Steeds meer ouders besluiten hun dochters een inenting te laten geven tegen het humaan papillomavirus (HPV (humaan papillomavirus)). Dit virus kan op latere leeftijd baarmoederhalskanker of voorstadia hiervan veroorzaken. Dit blijkt uit de rapportage over de opkomstcijfers van meisjes die zijn geboren in 1998 en 1999.

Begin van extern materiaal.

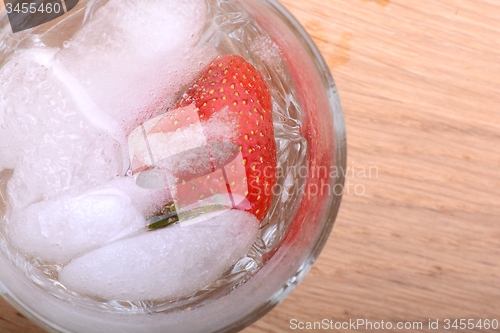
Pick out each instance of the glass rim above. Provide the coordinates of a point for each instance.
(340, 162)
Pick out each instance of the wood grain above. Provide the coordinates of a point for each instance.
(420, 86)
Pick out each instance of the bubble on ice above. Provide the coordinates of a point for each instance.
(60, 229)
(44, 137)
(164, 264)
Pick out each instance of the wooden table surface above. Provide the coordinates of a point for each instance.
(420, 238)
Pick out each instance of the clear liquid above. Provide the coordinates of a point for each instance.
(231, 31)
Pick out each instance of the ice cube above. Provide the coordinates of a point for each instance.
(134, 56)
(164, 264)
(58, 230)
(45, 138)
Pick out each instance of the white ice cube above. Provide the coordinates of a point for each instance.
(60, 229)
(164, 264)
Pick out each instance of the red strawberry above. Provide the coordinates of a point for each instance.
(234, 105)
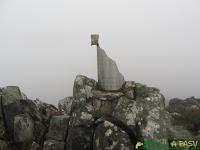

Op 1 januari 2013 is het percentage meisjes uit 1998 dat driemaal een vaccinatie heeft gekregen, gestegen van 53,4% (1-1-2012) naar 59,8%. Er zijn ook meisjes met twee vaccinaties (2,1 %) en meisjes die eenmaal gevaccineerd zijn (2,0%). Van de meisjes geboren in 1999 heeft ruim de helft (bijna 55%) drie prikken gehaald, bijna 7% heeft er twee gehaald en 2,9% heeft één prik gekregen. In het komende jaar krijgen zij de gelegenheid om nog ontbrekende vaccinaties te halen. Naar verwachting zal een deel van de meisjes die per 1 januari 2013 twee vaccinaties heeft gehaald, hiervan gebruik maken.
Opkomst per provincie
Het opkomstpercentage van de provincies varieert tussen 48,8% tot 68,4%. Groningen, Friesland, Drenthe, Noord-Brabant en Limburg behalen een vaccinatieopkomst boven de 60%. In Gelderland, Utrecht, Noord- en Zuid-Holland en Zeeland ligt het opkomstpercentage tussen de 50-60%. In Overijssel en Flevoland is het percentage meisjes dat een HPV (humaan papillomavirus)-prik haalt rond 50%.
Rijksvaccinatieprogramma
De vaccinatie tegen baarmoederhalskanker werd in 2009 opgenomen in het Rijksvaccinatieprogramma. Deze vaccinatie beschermt tegen twee typen van het humaan papillomavirus. Dit virus kan op latere leeftijd baarmoederhalskanker, of voorstadia hiervan veroorzaken. De vaccinatie bestaat uit 3 prikken die binnen een half jaar gegeven worden. Alle meisjes krijgen in het jaar dat ze 13 jaar worden een uitnodiging.